Virgin had previously aimed to launch a rocket-powered test flight between Nov. 19 and Nov. 23 but postponed it in response to a stricter state health order that called for nonessential businesses to shut down until Nov. 30.
A new three-tiered system the state put into place Wednesday allows most businesses to operate in a limited capacity.
“With safety as our core priority, we remain committed to completing our first powered flight in New Mexico,” Virgin Galactic CEO Michael Colglazier said in a statement. “In accordance with local government guidelines and safety protocols, we have minimized the number of people on-site to the greatest degree possible.”
A mother ship will haul the SpaceShipTwo Unity to about 50,000 feet and release it. A hybrid rocket engine will then propel the aircraft to the edge of space before it glides back down to the launch area.
The pending flight will depend on good weather conditions and technical readiness, the company said. It will test the customer cabin, the flight controls and the ship’s upgraded horizontal stabilizers.

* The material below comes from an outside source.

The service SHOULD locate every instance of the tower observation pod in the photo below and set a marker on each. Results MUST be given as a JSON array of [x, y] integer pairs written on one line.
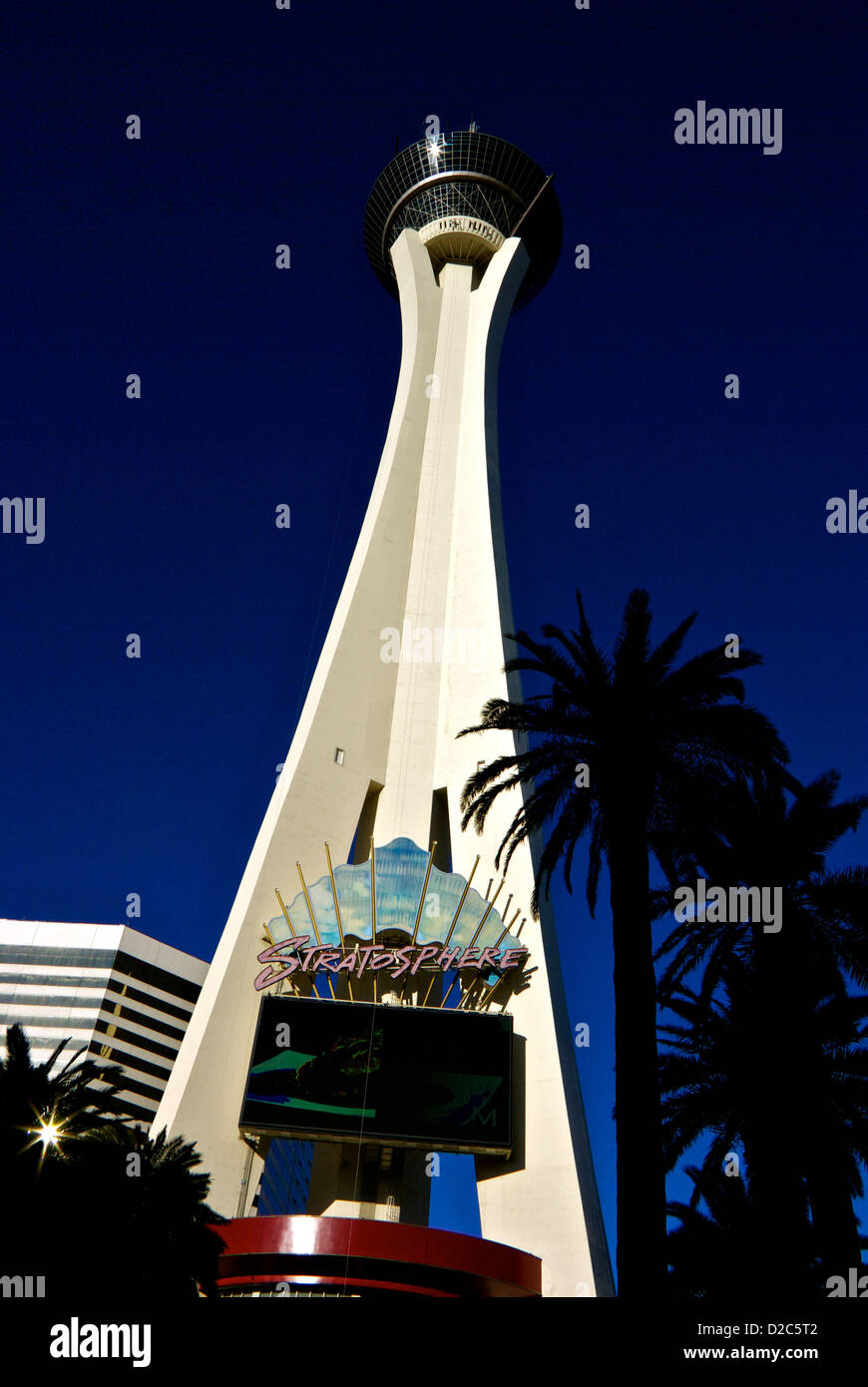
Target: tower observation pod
[[380, 986]]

It also will carry NASA “payloads” or hardware as part of the agency’s program to test new space-travel technologies. Virgin is among half a dozen companies that were awarded a combined $45 million contract for payload testing.
Two pilots will operate the otherwise empty craft during this first flight.
A second rocket-boosted flight, scheduled for early next year, will have four mission specialists in the cabin.
After that, a third test flight will carry Virgin Group founder Richard Branson.
Virgin executives and state leaders have said they welcome the maiden test flight from the spaceport after years of delays in making commercial flights materialize.
Branson and former Gov. Bill Richardson announced plans in 2006 to build the for-profit spaceport. Since then, the state has spent about $220 million building the facility.
The prospect of flying high above Earth has generated enough interest to sell 600 tickets at $200,000 to $250,000 each. Another 900 people have paid $1,000 for reserved seats.
Because no guests or media will be allowed at the spaceport during the first launch, the company will photograph the event and distribute the pictures worldwide, Colglazier said.
Scott McLaughlin, the spaceport’s director of business development, said New Mexico will be only the third state from which people have flown into space.
“New Mexico has waited a long time. We’ve all waited a long time,” McLaughlin said during a spaceport board meeting Wednesday. “We’re rooting for Virgin on this one.”
In a statement, Gov. Michelle Lujan Grisham said she was grateful to Virgin Galactic and other businesses for their commitment to safety during the pandemic. She said she was excited to hear Virgin announce it was back on track with the test flight.
“New Mexico’s future on the cutting edge of aerospace development is brighter than ever,” she said.